Because I was small and wiry, I made better progress than the adults. I dodged round lumbering thighs and leapfrogged nimbly over those who fell. My survival instinct was sharply honed. My parents, sisters, friends and neighbours had all been taken and devoured by the Hooded Ones in the first wave of attacks on New London. Because I had no one to support me, to ask for advice, I had become like an animal, unhindered by doubts or uncertainty. I existed to survive. At the age of twelve I was a veteran.

My progress was made swifter still when the Hooded Ones fell upon us. Their silent craft cast wing-shaped shadows on the seething crowd and a soft metallic whirring, just audible above the cries and footfalls of the crowd, warned of the coming of the Snares. The clawed, flexible tentacles snatched up one – two – three – a dozen people in rapid succession. Few of their prey even had the time to scream before their struggling bodies vanished into the bellies of the spacecraft and then, no doubt, into the bellies of the Hooded Ones themselves. In this horrible way, the crowd soon thinned and I had more room to manoeuvre.

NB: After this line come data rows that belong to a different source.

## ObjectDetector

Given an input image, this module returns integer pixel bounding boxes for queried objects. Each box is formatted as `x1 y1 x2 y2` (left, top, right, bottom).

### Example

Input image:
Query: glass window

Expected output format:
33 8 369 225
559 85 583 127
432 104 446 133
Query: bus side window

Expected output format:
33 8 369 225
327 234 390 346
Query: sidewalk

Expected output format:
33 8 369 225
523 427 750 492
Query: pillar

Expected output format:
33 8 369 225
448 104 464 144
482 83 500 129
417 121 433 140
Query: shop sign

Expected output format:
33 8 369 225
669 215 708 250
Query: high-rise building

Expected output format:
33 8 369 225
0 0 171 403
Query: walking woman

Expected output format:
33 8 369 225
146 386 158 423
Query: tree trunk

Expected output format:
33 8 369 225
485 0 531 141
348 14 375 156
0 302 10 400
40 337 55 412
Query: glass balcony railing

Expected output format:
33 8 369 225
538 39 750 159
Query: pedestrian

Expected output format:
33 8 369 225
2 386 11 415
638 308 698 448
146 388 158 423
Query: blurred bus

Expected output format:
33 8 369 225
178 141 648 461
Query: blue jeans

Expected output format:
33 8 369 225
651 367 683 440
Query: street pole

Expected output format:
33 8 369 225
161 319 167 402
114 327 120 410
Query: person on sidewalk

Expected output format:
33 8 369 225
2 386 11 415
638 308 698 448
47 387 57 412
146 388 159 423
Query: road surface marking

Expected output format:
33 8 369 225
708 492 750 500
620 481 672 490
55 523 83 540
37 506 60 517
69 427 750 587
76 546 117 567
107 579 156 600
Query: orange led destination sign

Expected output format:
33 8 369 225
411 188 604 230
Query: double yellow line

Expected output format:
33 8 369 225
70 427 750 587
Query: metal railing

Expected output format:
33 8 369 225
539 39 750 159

My smaller size also helped protect me from the Snares, for the taller adults attracted them first. However, when a woman running beside me tripped and fell, the Snare which had aimed for her swung over to me instead. I felt it brush the back of my neck as I, too, threw myself down. The claw snapped inches from my head, then returned to its original victim. As it latched onto her, the woman squealed with despair. Her shoe clattered down beside me.

This incident saved my life and led to the salvation of all of us.

Lying prostrate, only I of all the desperate crowd noticed the dim light pulsating from somewhere below the ground. Instinctively, I made for it, scuttling lizard-like over the blocks of rubble. The light emanated from a deep well of shadow beneath a slab of concrete ripped up from the shattered roadway. As Snares snapped above me, I dove under the overhang, then fell, barking my arms and knees on a short flight of stairs which dropped down into the gloom. I lay sprawled on the steps for a moment, then cautiously made my way down to the source of the flashing light.